Bush’s expulsion is particularly remarkable: he was the candidate of the Republican establishment, insofar as any party still has an establishment. He had all the money and spent huge amounts – US$68,500,000 from Super Political Action Committees alone—which yielded him only 94,000 votes in the four early contests.
In terms of trajectory, those four contests generated momentum for two very unlikely candidates.
Donald Trump is a totally inexperienced, rude, crude, arrogant, and frightening candidate who has been propelled by the angry side of the American electorate. That side reflects the dramatic changes in the American political economy, and its political culture: those women and men, especially men, who have been left behind, shut out and are now falling behind economically and socially as privilege attaches more and more to the few and despair attaches to the far more many. Those many are both Republicans and, significantly, Democrats.

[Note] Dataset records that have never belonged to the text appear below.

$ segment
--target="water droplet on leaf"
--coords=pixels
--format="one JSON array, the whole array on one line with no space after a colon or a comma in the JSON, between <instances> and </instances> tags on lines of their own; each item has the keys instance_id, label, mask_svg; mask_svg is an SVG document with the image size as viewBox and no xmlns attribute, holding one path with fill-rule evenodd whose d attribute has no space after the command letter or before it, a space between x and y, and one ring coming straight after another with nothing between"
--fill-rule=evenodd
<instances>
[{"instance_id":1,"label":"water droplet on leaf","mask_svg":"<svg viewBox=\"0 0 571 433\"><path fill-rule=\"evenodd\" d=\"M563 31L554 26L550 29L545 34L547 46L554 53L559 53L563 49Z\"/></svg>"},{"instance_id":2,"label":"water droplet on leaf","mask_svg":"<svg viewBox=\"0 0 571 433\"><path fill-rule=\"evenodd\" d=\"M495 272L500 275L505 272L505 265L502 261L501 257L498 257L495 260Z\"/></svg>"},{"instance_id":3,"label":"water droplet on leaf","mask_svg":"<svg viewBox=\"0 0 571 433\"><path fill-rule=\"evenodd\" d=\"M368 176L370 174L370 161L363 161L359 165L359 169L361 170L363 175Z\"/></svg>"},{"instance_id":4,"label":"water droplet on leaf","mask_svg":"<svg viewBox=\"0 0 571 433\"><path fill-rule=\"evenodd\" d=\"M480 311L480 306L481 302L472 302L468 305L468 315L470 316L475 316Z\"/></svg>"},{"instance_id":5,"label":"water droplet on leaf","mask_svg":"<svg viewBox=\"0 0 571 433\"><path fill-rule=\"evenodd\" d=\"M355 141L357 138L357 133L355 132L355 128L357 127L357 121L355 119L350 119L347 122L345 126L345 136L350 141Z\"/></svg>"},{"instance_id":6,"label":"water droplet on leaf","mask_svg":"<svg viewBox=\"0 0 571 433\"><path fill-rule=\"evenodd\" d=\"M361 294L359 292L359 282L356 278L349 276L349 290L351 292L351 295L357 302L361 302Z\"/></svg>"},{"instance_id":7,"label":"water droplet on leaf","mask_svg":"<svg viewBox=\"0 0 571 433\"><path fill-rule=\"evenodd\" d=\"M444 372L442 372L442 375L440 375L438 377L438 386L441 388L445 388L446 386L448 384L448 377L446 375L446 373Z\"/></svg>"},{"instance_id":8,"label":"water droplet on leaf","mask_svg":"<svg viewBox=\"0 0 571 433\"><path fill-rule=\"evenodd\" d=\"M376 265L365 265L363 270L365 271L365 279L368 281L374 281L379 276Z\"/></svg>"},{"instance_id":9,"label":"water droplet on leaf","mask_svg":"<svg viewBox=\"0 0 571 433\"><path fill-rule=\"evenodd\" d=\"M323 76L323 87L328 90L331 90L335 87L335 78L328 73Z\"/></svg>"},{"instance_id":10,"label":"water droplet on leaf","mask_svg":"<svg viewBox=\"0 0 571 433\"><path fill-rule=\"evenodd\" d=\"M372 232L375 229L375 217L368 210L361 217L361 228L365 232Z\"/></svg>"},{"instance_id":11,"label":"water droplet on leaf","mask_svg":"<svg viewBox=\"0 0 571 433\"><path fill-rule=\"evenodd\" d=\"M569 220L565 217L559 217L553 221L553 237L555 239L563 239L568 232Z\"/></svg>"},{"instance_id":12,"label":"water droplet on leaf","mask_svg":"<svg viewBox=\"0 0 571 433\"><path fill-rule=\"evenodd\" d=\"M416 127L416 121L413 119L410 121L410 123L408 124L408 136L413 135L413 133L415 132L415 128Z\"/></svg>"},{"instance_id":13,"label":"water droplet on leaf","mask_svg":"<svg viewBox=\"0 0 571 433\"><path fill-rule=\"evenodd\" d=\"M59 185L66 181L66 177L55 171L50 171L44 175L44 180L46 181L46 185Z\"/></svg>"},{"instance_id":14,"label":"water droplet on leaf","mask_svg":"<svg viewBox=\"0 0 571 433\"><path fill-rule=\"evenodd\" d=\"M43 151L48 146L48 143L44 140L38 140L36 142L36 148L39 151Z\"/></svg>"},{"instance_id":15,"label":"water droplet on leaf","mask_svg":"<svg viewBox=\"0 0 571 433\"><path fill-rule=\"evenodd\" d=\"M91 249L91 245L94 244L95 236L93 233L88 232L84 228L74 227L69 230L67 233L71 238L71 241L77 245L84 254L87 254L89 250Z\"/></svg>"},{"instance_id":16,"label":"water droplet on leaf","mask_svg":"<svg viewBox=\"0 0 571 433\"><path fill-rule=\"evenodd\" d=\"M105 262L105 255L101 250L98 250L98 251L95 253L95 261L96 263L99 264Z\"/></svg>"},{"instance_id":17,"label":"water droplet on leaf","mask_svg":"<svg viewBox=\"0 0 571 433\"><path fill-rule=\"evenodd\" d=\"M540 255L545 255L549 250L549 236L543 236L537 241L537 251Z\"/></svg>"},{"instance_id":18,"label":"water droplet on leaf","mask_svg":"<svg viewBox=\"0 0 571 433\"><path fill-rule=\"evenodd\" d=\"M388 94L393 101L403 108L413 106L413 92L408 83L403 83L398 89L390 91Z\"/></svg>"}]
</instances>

Bernie Sanders has been propelled by those who refuse to be realists, who see that incrementalism is not enough and cannot be enough. He speaks to the oldest egalitarian themes of the Democratic Party, but in a party that is now much more about identity than it is about significant policy change.
Sanders and Trump could even have emerged on the same side of politics – a combo of energizing anger and idealist program — but they have not and now drift further and further apart.
But of course who actually wins the Democratic and Republican nomination is all about the number of delegates elected for each candidate. Can those abstractions of viability and momentum be converted to the currency that really matters: the number of elected delegates.
That is what the next phase of the primaries is all about.
And especially the first big splash of numbers that arrives on Tuesday, March 1: Super Tuesday.